Geçici koruma altındaki Ukraynalıların yapacağı para transferini kolaylaştırmak için oluşturulan istisnalardan yararlanan suç örgütü, gümrük prosedürleri sırasında büyük miktardaki parayı ayrıntılı sorgulama veya kapsamlı kontroller olmaksızın hareket ettirdi.
Europol yaptığı açıklamada, "Varlıklarının bir parçası olarak büyük meblağlar beyan eden, bazıları suç liderlerinin ailelerinin üyeleri olan para katırları düzenli olarak İspanya, Kıbrıs, Fransa ve diğer ülkeler arasında seyahat ediyordu" dedi.
Birkaç nakit kuryenin tutuklanmasının ardından suç şebekesi çalışma yöntemlerini değiştirdi. Paranın fiziksel olarak taşınmasından kripto para birimleriyle işlem yapmaya doğru bir değişiklik yaptı ve bu da finansal akışların izlenmesini zorlaştırdı.

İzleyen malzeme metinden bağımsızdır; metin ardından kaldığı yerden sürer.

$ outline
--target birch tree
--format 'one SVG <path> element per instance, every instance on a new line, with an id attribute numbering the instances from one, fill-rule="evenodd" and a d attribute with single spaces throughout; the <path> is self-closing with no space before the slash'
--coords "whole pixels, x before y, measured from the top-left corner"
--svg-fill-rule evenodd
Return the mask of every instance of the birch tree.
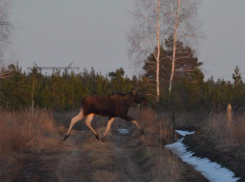
<path id="1" fill-rule="evenodd" d="M 188 42 L 189 40 L 197 40 L 201 37 L 199 32 L 199 23 L 197 21 L 197 9 L 200 0 L 168 0 L 167 11 L 169 12 L 168 23 L 171 35 L 173 36 L 173 52 L 171 56 L 172 68 L 169 79 L 169 91 L 173 86 L 173 78 L 175 74 L 175 63 L 182 57 L 176 57 L 178 51 L 177 42 Z M 191 70 L 178 70 L 191 71 Z"/>
<path id="2" fill-rule="evenodd" d="M 135 26 L 128 33 L 128 40 L 131 44 L 129 55 L 135 61 L 135 65 L 144 63 L 145 58 L 152 54 L 156 62 L 151 63 L 149 69 L 154 70 L 155 77 L 155 97 L 159 100 L 160 95 L 160 54 L 164 37 L 167 34 L 165 27 L 167 23 L 167 11 L 165 0 L 135 0 L 135 12 L 133 13 L 136 21 Z"/>
<path id="3" fill-rule="evenodd" d="M 6 43 L 10 42 L 10 34 L 13 32 L 13 25 L 9 20 L 9 0 L 0 0 L 0 63 L 2 62 L 3 48 Z M 0 78 L 6 78 L 9 76 L 10 71 L 0 71 Z"/>

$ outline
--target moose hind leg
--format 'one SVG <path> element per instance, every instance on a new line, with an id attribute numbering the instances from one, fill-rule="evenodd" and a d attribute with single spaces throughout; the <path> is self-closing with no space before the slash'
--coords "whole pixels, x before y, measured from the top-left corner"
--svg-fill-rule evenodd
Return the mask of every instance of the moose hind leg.
<path id="1" fill-rule="evenodd" d="M 92 132 L 95 134 L 95 138 L 96 138 L 97 140 L 100 140 L 98 132 L 97 132 L 97 131 L 92 127 L 92 125 L 91 125 L 91 122 L 92 122 L 93 118 L 94 118 L 94 114 L 89 114 L 89 115 L 87 116 L 87 118 L 86 118 L 85 124 L 86 124 L 87 127 L 89 127 L 89 129 L 92 130 Z"/>
<path id="2" fill-rule="evenodd" d="M 71 119 L 71 123 L 70 123 L 70 126 L 69 126 L 69 129 L 63 139 L 63 141 L 65 141 L 71 134 L 71 130 L 72 130 L 72 127 L 78 122 L 80 121 L 81 119 L 83 119 L 84 117 L 84 114 L 83 114 L 83 110 L 81 109 L 80 112 L 78 113 L 78 115 L 76 115 L 75 117 L 73 117 Z"/>
<path id="3" fill-rule="evenodd" d="M 121 116 L 121 118 L 125 119 L 126 121 L 130 121 L 131 123 L 135 124 L 135 126 L 140 130 L 140 133 L 141 134 L 145 134 L 144 130 L 140 127 L 139 123 L 135 119 L 129 117 L 128 115 Z"/>
<path id="4" fill-rule="evenodd" d="M 106 131 L 104 133 L 104 136 L 101 139 L 102 142 L 105 142 L 106 135 L 107 135 L 108 131 L 111 129 L 111 125 L 112 125 L 114 119 L 115 118 L 113 118 L 113 117 L 109 118 L 108 123 L 107 123 L 107 126 L 106 126 Z"/>

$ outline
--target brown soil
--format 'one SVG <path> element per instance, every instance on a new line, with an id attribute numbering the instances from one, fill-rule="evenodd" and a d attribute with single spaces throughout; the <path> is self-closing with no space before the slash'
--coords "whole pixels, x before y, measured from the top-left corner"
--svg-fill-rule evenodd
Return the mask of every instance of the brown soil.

Ön tahminlere göre suç örgütü Mart 2023 ile Şubat 2024 arasında en az 75 milyon euro taşıdı. Birkaç ay süren operasyon, toplamda 23 şüphelinin tutuklanmasına, toplamı 35,7 milyon euro olmak üzere 8,2 milyon euro nakte, 27 milyon euro değerinde kripto paraya, banka hesaplarındaki 2 milyon euroya el konulmasına veya dondurulmasına, 36 araç, çeşitli gayrimenkul, saat ve mücevherlerin ele geçirilmesine yol açtı.
Eurojust uluslararası soruşturmanın birkaç yıldır sürdüğünü bildirdi. İspanya'da 77, Fransa'da 1 ve Kıbrıs'ta 13 olmak üzere toplam 91 evde arama yapılmıştı.
23 zanlının 20'si İspanya'da, 1'i Fransa'da, 2'si Slovenya'da tutuklanmıştı.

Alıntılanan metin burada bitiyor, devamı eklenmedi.